The final looked very much like a repetition of the qualification race, as Carlsen shot into a lead, again followed by Nielsen and Thyrring. However, at the exit of the hairpin on the opening lap Watt managed to squeeze his car inside Thyrring's Primera, and in ensuing confusion a fast starting Casper Elgaard and Pierre Legarth also nipped by the Nissan driver, who finished the first lap down in sixth place. Further down the field, Mike Legarth's BMW 320i grounded to a stand-still following a tangle with Team Brask driver Gunnar Kristensen.


During practice the cars of Julian Westwood, John Nielsen and Martin Jensen ended up in a pile up. Photo: Morten Alstrup

At the end of lap one Carlsen had again opened up a sizeable lead to John Nielsen, who was soon caught by Jason Watt. The gap between the two was hastily reduced, but in the middle of the fourth lap Watt's brake problems reappeared, and at a downhill section leading into a tight left-hander he touched the rear-end of Nielsen, sending both cars into a spin.

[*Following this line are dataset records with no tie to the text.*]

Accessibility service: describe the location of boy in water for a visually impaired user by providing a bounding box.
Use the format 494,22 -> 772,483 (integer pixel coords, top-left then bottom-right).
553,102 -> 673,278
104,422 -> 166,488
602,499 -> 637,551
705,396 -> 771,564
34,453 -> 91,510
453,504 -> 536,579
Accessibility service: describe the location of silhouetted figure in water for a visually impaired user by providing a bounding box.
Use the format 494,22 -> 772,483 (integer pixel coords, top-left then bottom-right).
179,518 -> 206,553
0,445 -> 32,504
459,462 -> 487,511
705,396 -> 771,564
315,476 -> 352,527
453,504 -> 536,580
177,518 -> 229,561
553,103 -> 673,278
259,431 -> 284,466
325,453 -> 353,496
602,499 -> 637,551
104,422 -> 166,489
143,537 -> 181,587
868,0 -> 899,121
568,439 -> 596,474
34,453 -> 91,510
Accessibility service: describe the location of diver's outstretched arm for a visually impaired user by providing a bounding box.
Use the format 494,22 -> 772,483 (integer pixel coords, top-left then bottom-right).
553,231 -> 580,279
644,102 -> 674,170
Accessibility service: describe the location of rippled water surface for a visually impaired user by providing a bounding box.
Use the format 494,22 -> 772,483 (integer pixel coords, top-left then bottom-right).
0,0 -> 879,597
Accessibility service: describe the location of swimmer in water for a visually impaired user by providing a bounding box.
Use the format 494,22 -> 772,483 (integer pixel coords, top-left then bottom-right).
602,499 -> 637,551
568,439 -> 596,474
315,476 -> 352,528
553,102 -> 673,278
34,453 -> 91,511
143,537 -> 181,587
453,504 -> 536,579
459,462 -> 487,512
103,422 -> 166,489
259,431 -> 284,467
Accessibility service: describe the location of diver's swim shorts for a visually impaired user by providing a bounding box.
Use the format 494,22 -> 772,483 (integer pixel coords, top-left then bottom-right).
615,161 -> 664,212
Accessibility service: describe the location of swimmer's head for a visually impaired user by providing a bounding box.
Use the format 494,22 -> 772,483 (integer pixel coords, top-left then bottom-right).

In an instant Casper Elgaard shot by into second place, and he was followed through by Thorkild Thyrring who had previously repassed Pierre Legarth, who later got under intense pressure from former champion, Jesper Sylvest.

Both John Nielsen and Jason Watt got going again, and while the latter was given a stop-and-go penalty for the incident, the former only managed a couple of laps, before his Primera engine went with a big bang. Thus John Nielsen's weekend ended no better than it started, as he had been involved in a multiple car pile up during untimed practice, when the trio of Martin Jensen, John Nielsen and Welshman Julian Westwood had all spun on the oil from a competitor's car. But all three cars were repaired and took part in the race.

As John Nielsen's engine blow up during the race had covered two vital sections of the circuit with the oil, the clerk of the course elected to send out a safety car, while the mess was cleared up. At the re-start it was Michael Carlsen who was the best at timing the exit of the safety car, and he managed to open up a small gap to Casper Elgaard, who did never manage to close it. Thorkild Thyrring held on to third place, while Pierre Legarth and Jesper Sylvest continued to battle for fourth place right until the end.

Renault Megane Estate driver Westwood spent most of the final battling with Volvo driver Jens Andersen just outside the top ten, but following a tangle between the pair the Welshman was given a stop-and-go penalty for the incident.